Add ice water a tablespoon at a time, mixing gently until the dough holds together.
Flatten into a disc, wrap, and chill in the fridge for 30 minutes.
Lightly sauté zucchini and eggplant slices in a bit of olive oil in a flat base saucepan for 2–3 minutes just until slightly soft but still holding shape.
If using onions, caramelize them separately and let cool.
Roll out the chilled dough into a rough 10–12 inch circle on parchment paper. You could also use two layers of cling wrap to roll the pastry easily.
Sprinkle a thin layer of cheese (if using) or caramelized onions in the center, leaving a 2-inch border.

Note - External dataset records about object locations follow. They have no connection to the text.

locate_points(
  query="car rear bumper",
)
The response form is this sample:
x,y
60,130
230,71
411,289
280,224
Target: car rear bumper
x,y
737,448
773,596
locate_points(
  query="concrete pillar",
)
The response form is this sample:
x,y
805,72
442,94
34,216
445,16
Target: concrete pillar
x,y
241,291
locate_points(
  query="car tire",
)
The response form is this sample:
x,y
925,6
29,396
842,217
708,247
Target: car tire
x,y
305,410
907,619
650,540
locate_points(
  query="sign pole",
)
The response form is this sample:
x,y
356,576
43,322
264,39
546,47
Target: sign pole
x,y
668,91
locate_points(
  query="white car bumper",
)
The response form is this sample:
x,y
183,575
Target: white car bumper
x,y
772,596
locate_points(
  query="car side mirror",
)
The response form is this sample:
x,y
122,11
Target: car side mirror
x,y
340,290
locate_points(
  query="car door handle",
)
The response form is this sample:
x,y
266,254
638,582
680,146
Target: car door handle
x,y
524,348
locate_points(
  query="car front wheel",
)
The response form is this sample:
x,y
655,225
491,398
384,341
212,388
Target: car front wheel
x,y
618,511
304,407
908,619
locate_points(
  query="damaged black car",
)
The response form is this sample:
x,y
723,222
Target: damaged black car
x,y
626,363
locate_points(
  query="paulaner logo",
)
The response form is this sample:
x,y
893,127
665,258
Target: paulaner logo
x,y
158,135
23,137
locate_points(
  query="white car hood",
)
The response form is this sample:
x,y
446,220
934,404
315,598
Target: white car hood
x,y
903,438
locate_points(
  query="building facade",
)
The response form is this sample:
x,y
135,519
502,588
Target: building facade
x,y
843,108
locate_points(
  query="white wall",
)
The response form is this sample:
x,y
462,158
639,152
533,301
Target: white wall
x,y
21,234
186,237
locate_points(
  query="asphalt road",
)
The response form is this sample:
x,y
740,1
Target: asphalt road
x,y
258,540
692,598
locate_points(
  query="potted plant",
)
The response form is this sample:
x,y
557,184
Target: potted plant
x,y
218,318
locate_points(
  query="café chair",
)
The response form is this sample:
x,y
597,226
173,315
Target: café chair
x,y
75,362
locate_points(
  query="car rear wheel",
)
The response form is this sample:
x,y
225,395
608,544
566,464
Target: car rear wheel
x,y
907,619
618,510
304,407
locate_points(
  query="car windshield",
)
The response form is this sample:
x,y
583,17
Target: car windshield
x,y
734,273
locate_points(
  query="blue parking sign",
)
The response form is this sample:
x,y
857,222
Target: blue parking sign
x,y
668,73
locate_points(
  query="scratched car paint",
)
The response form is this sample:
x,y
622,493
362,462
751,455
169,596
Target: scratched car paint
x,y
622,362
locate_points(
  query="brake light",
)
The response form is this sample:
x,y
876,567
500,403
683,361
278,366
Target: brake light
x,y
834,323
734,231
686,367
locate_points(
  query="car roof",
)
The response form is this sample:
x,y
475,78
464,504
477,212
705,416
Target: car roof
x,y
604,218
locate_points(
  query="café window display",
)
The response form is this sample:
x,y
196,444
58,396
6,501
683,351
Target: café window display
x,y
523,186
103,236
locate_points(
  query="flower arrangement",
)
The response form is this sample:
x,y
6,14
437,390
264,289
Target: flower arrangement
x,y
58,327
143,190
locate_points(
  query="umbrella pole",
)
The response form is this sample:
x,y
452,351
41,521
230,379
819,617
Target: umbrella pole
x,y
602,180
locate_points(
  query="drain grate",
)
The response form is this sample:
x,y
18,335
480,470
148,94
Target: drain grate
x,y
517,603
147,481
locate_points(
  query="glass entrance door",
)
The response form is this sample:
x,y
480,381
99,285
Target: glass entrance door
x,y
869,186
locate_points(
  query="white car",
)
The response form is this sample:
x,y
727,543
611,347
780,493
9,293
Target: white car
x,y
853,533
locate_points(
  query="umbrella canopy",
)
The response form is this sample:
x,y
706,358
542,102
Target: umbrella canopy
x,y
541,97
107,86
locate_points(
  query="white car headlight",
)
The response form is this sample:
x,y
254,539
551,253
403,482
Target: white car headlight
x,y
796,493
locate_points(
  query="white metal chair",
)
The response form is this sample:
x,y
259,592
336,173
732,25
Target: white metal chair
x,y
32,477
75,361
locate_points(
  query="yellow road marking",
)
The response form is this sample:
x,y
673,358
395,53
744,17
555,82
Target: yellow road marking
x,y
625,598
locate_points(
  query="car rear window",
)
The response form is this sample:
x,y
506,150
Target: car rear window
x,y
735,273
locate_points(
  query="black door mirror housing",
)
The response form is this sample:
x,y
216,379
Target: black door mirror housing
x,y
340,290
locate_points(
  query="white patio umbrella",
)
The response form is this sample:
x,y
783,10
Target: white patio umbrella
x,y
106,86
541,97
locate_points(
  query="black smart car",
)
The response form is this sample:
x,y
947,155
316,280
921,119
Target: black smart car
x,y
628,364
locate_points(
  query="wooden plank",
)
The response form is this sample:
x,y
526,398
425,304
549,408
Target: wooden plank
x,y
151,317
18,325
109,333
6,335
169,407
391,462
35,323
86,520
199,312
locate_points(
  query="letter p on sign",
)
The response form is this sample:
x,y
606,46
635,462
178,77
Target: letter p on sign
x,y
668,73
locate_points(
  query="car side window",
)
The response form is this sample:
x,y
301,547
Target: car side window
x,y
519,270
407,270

Transfer onto a parchment paper-lined baking tray. Arrange the veggies (zucchini, tomato, eggplant) in overlapping circles or rows.
Sprinkle chopped garlic, herbs, salt, pepper, chili flakes, and a drizzle of olive oil.

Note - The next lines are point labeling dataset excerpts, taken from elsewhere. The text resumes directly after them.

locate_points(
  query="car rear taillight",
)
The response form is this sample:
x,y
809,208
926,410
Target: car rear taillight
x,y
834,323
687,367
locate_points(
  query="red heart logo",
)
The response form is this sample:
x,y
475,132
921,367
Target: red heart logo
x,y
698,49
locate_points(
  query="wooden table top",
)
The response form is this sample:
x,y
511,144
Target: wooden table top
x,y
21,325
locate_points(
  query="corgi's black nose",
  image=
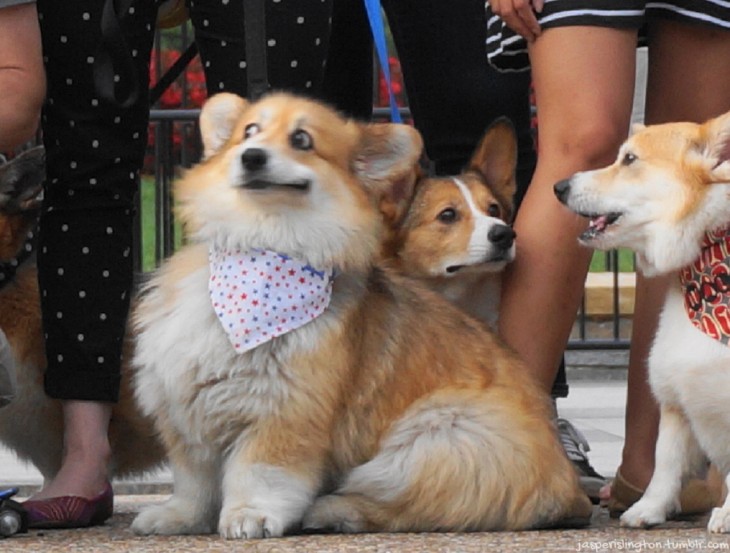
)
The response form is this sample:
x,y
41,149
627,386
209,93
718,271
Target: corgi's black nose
x,y
502,236
254,159
562,190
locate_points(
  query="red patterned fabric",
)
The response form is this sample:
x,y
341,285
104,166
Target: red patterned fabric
x,y
706,285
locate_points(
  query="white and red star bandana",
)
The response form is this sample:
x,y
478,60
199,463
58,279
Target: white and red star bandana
x,y
706,286
259,294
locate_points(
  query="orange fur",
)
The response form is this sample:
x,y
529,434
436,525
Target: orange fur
x,y
414,414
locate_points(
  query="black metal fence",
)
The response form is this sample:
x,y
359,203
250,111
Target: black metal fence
x,y
175,145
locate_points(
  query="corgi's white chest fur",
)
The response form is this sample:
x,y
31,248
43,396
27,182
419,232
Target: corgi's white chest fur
x,y
691,371
192,369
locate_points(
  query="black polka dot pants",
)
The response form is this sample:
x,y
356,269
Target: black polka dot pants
x,y
94,152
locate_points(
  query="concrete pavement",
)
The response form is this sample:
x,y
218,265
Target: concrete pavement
x,y
595,406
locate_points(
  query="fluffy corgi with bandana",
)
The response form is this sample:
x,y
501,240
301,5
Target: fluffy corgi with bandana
x,y
667,197
300,384
455,233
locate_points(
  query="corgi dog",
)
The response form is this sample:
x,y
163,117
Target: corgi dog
x,y
455,233
299,383
31,424
667,197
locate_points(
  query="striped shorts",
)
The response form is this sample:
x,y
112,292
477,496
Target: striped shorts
x,y
507,51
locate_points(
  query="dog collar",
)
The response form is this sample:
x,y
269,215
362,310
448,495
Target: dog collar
x,y
258,295
706,286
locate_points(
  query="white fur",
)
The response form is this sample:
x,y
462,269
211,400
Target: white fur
x,y
476,287
480,248
262,501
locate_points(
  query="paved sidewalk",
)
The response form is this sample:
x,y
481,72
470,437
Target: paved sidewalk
x,y
595,406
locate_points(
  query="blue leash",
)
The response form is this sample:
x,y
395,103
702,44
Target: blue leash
x,y
376,25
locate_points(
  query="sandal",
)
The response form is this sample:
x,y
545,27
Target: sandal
x,y
698,496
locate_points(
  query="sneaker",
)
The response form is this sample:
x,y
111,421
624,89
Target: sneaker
x,y
577,448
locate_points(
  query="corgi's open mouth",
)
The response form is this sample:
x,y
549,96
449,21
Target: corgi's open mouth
x,y
451,269
598,224
301,185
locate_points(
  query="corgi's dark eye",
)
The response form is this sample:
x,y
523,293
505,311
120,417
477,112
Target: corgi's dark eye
x,y
251,130
301,140
494,211
628,159
448,215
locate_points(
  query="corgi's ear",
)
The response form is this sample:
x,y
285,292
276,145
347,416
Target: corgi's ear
x,y
387,154
218,118
718,147
495,158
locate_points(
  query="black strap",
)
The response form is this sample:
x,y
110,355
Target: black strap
x,y
114,57
255,28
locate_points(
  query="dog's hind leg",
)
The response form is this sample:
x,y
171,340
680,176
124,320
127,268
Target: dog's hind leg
x,y
677,455
452,466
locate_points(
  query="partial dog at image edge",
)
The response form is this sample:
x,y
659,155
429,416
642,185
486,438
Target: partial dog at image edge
x,y
383,407
31,425
667,197
454,234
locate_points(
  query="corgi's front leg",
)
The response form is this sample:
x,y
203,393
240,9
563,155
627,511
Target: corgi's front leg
x,y
677,455
268,483
720,520
194,504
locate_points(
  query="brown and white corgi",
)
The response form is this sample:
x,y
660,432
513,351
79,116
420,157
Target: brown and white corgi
x,y
455,234
667,197
297,382
31,424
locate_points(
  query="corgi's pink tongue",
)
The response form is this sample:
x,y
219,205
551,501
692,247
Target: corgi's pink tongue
x,y
598,223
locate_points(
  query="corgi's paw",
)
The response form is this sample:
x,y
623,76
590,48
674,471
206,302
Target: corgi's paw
x,y
173,517
248,523
719,521
333,513
644,514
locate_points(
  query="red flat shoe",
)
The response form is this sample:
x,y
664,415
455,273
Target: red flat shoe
x,y
70,511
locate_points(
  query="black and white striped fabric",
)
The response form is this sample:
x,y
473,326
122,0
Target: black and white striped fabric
x,y
507,51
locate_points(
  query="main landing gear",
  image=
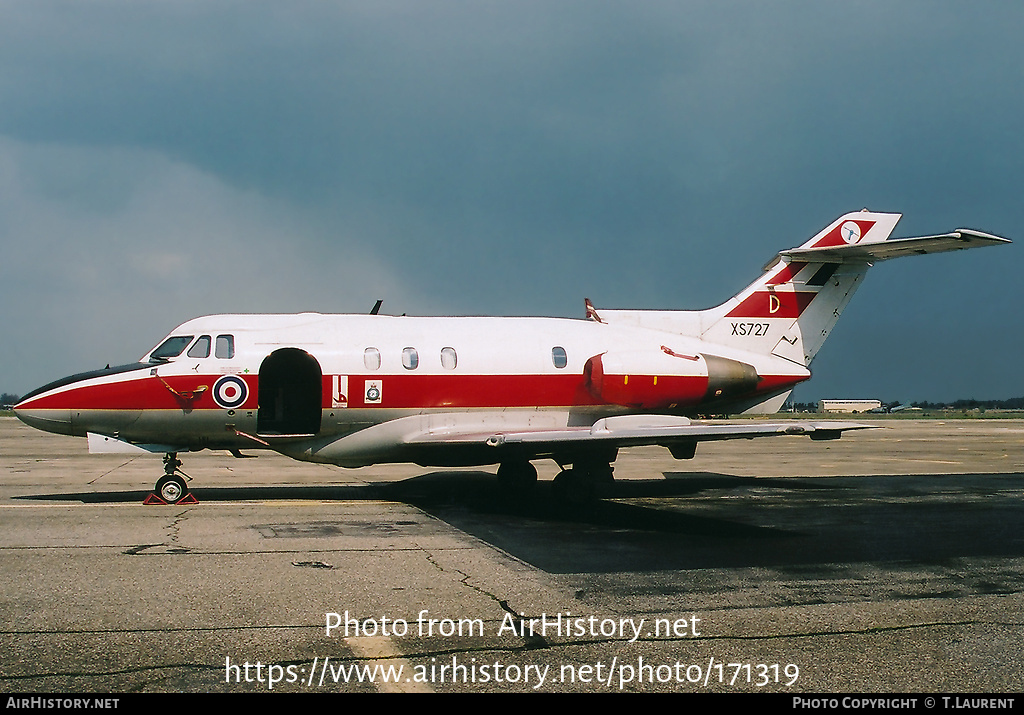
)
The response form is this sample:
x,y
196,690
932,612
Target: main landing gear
x,y
170,487
582,484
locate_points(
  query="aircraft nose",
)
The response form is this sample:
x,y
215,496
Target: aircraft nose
x,y
47,419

Fold the edges of the dough over the filling, pleating gently.
Brush the crust with a little milk or egg wash for shine.
Bake at 200°C (390°F) for 35–40 minutes or until the crust is golden and crisp, and the vegetables are tender.
You could also divide the dough and filling to make 4 individual galettes. Bake for 25–30 minutes.

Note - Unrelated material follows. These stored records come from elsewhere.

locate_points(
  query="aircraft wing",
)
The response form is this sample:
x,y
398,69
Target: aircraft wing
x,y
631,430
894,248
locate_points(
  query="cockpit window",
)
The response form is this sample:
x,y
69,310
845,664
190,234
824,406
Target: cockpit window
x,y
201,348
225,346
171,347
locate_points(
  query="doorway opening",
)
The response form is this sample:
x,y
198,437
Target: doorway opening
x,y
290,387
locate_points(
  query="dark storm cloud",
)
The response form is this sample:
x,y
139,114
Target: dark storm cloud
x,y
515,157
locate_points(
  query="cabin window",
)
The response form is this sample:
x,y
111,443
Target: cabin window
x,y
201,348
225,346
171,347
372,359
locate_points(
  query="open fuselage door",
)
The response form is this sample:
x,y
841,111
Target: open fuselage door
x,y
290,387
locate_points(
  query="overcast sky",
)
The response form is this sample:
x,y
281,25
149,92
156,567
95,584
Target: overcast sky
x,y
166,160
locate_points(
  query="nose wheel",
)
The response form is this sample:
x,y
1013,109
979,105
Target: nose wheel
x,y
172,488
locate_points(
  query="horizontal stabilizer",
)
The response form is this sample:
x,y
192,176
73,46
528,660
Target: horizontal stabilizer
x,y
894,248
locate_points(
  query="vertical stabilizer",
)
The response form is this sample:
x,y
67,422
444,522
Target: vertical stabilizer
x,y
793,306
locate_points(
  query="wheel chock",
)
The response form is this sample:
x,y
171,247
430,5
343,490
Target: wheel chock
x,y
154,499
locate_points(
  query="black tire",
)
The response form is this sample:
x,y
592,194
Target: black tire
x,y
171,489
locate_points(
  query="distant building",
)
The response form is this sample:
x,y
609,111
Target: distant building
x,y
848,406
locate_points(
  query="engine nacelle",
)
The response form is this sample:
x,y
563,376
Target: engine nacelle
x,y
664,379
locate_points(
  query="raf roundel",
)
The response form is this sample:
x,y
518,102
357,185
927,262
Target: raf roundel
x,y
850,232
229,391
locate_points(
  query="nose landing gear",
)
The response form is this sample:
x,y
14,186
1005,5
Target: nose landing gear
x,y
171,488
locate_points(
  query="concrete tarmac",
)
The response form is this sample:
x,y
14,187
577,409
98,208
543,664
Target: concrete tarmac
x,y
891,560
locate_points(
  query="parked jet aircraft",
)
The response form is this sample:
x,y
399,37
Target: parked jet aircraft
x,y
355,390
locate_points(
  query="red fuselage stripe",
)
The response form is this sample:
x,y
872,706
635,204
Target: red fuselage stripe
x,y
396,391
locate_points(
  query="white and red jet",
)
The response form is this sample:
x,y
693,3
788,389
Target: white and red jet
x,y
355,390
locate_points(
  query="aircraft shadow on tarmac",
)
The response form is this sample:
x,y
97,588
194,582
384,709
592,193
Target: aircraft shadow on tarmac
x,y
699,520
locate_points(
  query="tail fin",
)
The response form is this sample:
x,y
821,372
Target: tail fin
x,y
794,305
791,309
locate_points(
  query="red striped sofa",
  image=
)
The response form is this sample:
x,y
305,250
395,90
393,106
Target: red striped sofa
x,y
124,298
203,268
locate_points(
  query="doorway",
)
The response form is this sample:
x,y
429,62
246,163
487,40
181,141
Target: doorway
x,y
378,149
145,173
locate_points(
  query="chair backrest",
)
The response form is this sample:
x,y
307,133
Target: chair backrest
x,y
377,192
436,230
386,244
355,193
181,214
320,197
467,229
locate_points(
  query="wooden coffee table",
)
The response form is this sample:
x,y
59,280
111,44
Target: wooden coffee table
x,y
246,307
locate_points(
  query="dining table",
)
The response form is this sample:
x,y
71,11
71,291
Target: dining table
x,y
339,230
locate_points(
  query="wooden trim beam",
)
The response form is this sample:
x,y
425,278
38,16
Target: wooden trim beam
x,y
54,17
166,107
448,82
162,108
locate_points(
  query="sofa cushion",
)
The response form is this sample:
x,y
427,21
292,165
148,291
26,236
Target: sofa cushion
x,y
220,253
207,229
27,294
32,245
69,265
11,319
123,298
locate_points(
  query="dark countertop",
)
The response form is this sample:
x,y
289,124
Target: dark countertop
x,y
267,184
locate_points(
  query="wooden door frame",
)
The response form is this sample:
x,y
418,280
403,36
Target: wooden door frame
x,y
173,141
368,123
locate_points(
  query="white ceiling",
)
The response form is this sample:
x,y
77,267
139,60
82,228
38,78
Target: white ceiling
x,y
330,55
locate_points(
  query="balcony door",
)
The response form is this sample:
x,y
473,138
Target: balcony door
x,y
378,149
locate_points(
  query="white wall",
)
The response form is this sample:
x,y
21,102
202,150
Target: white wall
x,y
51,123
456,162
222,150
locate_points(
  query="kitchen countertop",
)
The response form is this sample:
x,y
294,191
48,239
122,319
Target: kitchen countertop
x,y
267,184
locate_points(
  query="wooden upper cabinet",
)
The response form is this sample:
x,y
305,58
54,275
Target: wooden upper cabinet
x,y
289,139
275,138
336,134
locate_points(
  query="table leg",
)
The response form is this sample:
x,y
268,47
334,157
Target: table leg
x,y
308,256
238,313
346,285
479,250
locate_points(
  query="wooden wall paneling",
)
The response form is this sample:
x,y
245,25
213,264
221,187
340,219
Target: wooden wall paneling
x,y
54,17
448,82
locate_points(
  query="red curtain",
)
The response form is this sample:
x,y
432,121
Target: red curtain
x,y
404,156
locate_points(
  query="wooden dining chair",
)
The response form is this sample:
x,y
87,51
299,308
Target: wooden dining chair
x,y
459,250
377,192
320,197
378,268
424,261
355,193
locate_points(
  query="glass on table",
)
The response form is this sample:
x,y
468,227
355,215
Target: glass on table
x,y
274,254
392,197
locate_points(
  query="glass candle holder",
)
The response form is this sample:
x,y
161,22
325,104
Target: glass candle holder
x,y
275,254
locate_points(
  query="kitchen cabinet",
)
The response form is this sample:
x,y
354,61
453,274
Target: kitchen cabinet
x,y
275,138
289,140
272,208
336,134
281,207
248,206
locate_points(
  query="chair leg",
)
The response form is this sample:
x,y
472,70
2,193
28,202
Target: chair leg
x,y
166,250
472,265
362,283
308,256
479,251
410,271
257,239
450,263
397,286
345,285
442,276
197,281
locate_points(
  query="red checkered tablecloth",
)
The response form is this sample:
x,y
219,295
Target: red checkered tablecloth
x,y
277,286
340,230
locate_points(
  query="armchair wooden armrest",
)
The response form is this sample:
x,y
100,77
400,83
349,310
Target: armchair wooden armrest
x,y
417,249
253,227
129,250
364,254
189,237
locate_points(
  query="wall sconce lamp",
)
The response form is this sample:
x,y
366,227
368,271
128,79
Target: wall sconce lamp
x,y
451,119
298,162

If the crust is too soft, chill it again for 10–15 minutes before baking.
Adding a cheese layer acts as a moisture barrier under the veggies.
Unbaked galettes can be frozen; bake directly from frozen, adding 5–10 minutes extra.
Pair with a light green salad or a garlic yogurt dip for serving.
Can I make the crust ahead of time?
Yes, you can prepare the crust ahead of time and store it in the fridge for up to 2 days or freeze it for longer storage.
Can I use gluten-free flour for the crust?
Yes, you can substitute all-purpose flour with a gluten-free flour blend, but the texture may vary slightly.
What other vegetables can I use?
You can use bell peppers, mushrooms, or squash as alternatives or additions to the zucchini and eggplant.
Can I make this recipe vegan?
Yes, omit the cheese and use a plant-based butter for the crust to make it vegan.
How do I prevent the base from becoming soggy?
Lightly sauté the vegetables beforehand and use a cheese layer or caramelized onions as a moisture barrier.